Sächsisch stirbt aus
Schweizer Experte forscht an der Uni Leipzig
ND: Herr Professor Siebenhaar, Sie stellen eine gewagte These auf: Der sächsische Dialekt als solcher existiert nicht mehr. Worauf fußt diese These?
Siebenhaar: Ein Dialekt folgt einem geschlossenen Sprachsystem, hat klare Regeln in der Aussprache, in der Bildung der Wörter und in der Syntax. Die Leute, die ihn sprechen, können genau benennen, was zum Dialekt gehört und was nicht. In diesem Sinne gibt es den sächsischen Dialekt nicht mehr. Dialekte stehen für Vielfalt und zeigen, woher Menschen kommen, schaffen Identität und sagen viel über Heimat. Da, wo die Dialekte verschwunden sind, übernehmen das regionale Umgangssprachen.
Was aber wird in Sachsen gesprochen – wenn nicht Sächsisch?
Aus sprachwissenschaftlicher Sicht eine Abweichung der Standardsprache, dem heute gebräuchlichen Ausdruck für Hochsprache. Es ist gewissermaßen eine sächsische Art Deutsch zu sprechen, wobei die Grenzen fließend sind. Bekanntlich verändert sich Sprache permanent.
Was ist Standard?
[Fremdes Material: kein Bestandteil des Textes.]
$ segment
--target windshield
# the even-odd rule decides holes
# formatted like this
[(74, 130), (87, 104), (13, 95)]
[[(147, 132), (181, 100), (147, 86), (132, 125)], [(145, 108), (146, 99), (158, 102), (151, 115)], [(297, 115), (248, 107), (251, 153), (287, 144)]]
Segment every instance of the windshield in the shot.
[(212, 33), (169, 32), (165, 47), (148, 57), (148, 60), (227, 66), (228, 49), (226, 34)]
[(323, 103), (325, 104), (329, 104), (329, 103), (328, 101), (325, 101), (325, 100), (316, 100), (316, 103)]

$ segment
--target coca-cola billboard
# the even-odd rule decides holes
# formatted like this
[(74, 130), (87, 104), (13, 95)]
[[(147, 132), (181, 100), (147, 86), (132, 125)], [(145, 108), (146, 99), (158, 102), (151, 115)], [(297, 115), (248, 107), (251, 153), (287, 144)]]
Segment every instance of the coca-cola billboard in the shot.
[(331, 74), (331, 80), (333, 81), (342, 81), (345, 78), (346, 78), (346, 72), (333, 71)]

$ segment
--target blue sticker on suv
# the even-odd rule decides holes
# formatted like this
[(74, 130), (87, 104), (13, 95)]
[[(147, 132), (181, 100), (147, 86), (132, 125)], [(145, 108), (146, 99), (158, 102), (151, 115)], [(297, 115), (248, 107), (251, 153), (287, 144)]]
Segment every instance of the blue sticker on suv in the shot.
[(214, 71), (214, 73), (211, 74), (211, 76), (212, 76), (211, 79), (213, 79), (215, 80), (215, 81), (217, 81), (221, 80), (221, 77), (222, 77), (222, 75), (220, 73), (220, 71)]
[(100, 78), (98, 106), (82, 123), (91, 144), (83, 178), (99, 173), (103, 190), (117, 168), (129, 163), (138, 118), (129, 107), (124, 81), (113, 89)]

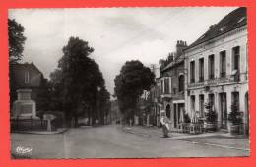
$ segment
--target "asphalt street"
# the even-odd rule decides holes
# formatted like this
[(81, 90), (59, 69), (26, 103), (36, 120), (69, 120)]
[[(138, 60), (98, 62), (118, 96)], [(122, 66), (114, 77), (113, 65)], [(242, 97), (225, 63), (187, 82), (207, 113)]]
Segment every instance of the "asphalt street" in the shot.
[(115, 125), (81, 127), (63, 134), (11, 134), (12, 153), (32, 148), (30, 158), (165, 158), (248, 156), (248, 150), (125, 133)]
Das was in der Tagesschau gesprochen wird?
Unter anderem, wobei es selbst dort Abweichungen gibt, indem die Sprecher ›nich‹ statt ›nicht‹ sagen – zum Beispiel.
Hat Lene Voigt, die Leipziger Mundartdichterin, noch Sächsisch gesprochen?
Was sie gesprochen hat, wissen wir ja nicht. Geschrieben hat sie aber Sächsisch, jedenfalls in bedeutend größerem Maße als es heute üblich ist. Das Zurückgehen des Dialektes ist übrigens kein typisch sächsisches Phänomen, das stellen wir überall in Deutschland fest, vor allem in den Städten. Und im sogenannten Bildungsbürgertum wurde schon immer Wert gelegt auf die Standardsprache. Ich persönlich finde gut, wenn die Leute zu ihrer Art zu sprechen stehen, auch die Sachsen.
Verstehen Sie als Schweizer in Leipzig, wenn sich Einheimische untereinander unterhalten?
Ja, wobei es auf das Sprachtempo ankommt. Schwieriger wird es für mich im ländlichen Raum, und wenn es ins Erzgebirgische reingeht. Das liegt oft auch an der Sprachmelodie.
Dafür bekommen die Sachsen deutschlandweit viel Schelte. Man macht sich lustig, der Dialekt hat ein schlechtes Image. Woran liegt das?
Das hat politische Gründe, die Jahrhunderte zurückreichen. Früher befand sich mit August dem Starken in Sachsen ein starkes Machtzentrum. Sächsisch war Prestigesprache. Als die politische und kulturelle Macht nach dem Siebenjährigen Krieg an Preußen ging, setzte sich deutschlandweit allerdings nicht das Berlinerische durch, sondern eher eine norddeutsche Variante. In jedem Fall waren die Sachsen die Verlierer, über deren Sprache man sich lustig machte, vor allem, wenn sie beruflich aufsteigen wollten. Der soziale Druck, Sächsisch zu vermeiden, führte zum Verschwinden des Dialekts. Spätestens vor 100 bis 150 Jahren ist der sächsische Dialekt weitgehend ausgestorben.
Diesen Hintergrund kennt heute doch fast keiner mehr.
Das stimmt, das schlechte Image ist dennoch geblieben.
Wie gehen junge Leute mit dem Sächsischen um?
Es gibt Untersuchungen, die belegen, dass dreijährige Kinder in größerem Maße die Standardsprache anwenden als ihre Eltern. Generell existiert ein starker Drang, den Dialekt aufzugeben. Doch es gibt auch Jugendliche, die bei »youtube« Videos auf Sächsisch hochladen. Sie sprechen das gar nicht im Alltag, sondern sie spielen gewissermaßen Sächsisch. Dafür übertreiben sie den Dialekt und typisieren ihn, wie es auch im Kabarett geschieht. Sächsisch bekommt damit eine ganz neue Funktion. Es wird zum Stil, man könnte auch sagen stylisch.